When we moved to SingleStore, our DynamoDB cost dropped to around $0.02 a day, and our SingleStore bill didn’t increase. This is how our SingleStore cluster operates most of the day. We absolutely expect to have to increase our bill at some point, but we’re very stable for now.
And then what happens if we get such a huge whack of traffic, and SingleStore truly can’t handle the throughput? In that rare event, we are safe with SQS (Simple Queue Service), which is infinitely scalable and holds all of our pageviews. So our worst case is that we accumulate a temporary backlog of pageviews that require processing.
So we’re now in a position where we have a single database for our entire application. Highly available, moderately over-provisioned, and great value.
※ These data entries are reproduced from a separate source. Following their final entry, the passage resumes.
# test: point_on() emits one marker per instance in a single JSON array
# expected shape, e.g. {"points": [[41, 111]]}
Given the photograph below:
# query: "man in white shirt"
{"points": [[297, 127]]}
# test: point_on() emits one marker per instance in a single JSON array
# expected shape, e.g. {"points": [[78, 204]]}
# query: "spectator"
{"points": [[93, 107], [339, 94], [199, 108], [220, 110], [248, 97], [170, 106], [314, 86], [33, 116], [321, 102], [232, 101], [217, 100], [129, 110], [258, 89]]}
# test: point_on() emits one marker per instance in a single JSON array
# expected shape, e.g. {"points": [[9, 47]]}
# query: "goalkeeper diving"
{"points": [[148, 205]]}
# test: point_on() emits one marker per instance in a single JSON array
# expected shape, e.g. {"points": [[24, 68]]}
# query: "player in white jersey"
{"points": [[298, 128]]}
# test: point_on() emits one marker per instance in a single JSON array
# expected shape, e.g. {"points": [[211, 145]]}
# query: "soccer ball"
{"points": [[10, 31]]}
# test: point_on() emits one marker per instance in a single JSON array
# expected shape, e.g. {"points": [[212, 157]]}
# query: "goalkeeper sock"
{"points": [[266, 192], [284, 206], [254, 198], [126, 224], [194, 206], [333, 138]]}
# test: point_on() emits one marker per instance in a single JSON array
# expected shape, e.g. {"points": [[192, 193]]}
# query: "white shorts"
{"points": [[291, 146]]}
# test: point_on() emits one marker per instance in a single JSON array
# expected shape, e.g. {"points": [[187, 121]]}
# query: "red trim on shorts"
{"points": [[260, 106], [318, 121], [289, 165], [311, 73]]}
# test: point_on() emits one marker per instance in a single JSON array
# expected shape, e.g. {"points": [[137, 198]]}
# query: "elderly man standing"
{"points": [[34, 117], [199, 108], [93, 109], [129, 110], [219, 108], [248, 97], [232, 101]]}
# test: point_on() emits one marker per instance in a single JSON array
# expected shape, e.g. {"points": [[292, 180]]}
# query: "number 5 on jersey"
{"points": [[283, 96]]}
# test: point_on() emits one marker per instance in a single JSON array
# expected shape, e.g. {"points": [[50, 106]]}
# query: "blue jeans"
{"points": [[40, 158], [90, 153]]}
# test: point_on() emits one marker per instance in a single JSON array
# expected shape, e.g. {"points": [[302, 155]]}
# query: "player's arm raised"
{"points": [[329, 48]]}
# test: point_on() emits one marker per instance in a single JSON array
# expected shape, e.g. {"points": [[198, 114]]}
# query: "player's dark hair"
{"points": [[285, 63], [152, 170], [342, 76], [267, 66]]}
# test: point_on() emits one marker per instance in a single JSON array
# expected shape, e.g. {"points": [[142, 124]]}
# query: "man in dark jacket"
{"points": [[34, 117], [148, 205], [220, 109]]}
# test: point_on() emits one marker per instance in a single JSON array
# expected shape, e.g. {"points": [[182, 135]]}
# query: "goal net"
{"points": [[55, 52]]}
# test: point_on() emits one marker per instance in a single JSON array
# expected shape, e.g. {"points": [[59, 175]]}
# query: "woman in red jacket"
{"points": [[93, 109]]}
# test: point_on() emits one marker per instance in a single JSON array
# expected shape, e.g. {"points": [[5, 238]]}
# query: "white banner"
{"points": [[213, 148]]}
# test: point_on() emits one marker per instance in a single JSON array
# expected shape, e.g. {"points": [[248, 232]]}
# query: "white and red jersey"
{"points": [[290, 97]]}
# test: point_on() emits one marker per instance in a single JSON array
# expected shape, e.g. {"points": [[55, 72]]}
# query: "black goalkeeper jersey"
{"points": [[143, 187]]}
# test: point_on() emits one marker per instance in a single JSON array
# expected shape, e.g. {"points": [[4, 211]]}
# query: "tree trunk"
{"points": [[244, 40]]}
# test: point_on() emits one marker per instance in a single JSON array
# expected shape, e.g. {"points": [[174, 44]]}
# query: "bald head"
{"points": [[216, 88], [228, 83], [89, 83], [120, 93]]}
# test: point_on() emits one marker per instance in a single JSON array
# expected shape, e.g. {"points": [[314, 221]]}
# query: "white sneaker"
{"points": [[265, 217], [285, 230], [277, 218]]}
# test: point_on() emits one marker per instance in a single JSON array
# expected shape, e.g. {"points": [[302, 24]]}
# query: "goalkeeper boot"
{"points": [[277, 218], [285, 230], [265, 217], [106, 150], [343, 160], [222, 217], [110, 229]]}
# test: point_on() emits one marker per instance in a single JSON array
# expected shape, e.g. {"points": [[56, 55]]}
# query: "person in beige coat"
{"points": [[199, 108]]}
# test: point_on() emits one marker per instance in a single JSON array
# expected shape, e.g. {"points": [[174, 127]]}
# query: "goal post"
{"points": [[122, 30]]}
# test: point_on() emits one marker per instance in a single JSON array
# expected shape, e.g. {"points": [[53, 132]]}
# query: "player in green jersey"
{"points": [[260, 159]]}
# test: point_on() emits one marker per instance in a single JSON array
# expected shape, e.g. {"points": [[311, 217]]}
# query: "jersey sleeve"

What excites me the most is that any time we have to spend more on SingleStore and add CPUs and RAM, our dashboards will perform faster. We’ve put ourselves in a great position here. Many developers will be reading this and managing Redis, DynamoDB, MySQL and whatever else they’ve got in their stack. It’s stressful to manage all of that individually.
Our database solution isn’t serverless, but everything is built in a way that we can handle blowing past our capacity, which, as you can see, would require an additional 90%+ CPU usage and a whole bunch of extra memory usage. So we’re good. And now, the dopamine attacks have subsided, and this is our new normal, but I’ll never forget what life was like before we made this change.
A huge part of running a software business is reaching this inevitable fork in the road: you can choose to raise prices when faced with increased costs or optimize your infrastructure spend for better margins and keep the prices the same. We chose the latter, as we felt it better serves our existing and new customers. We were able to do this by changing our technology stack to continue to be sustainable long term without continuously increasing prices across the board.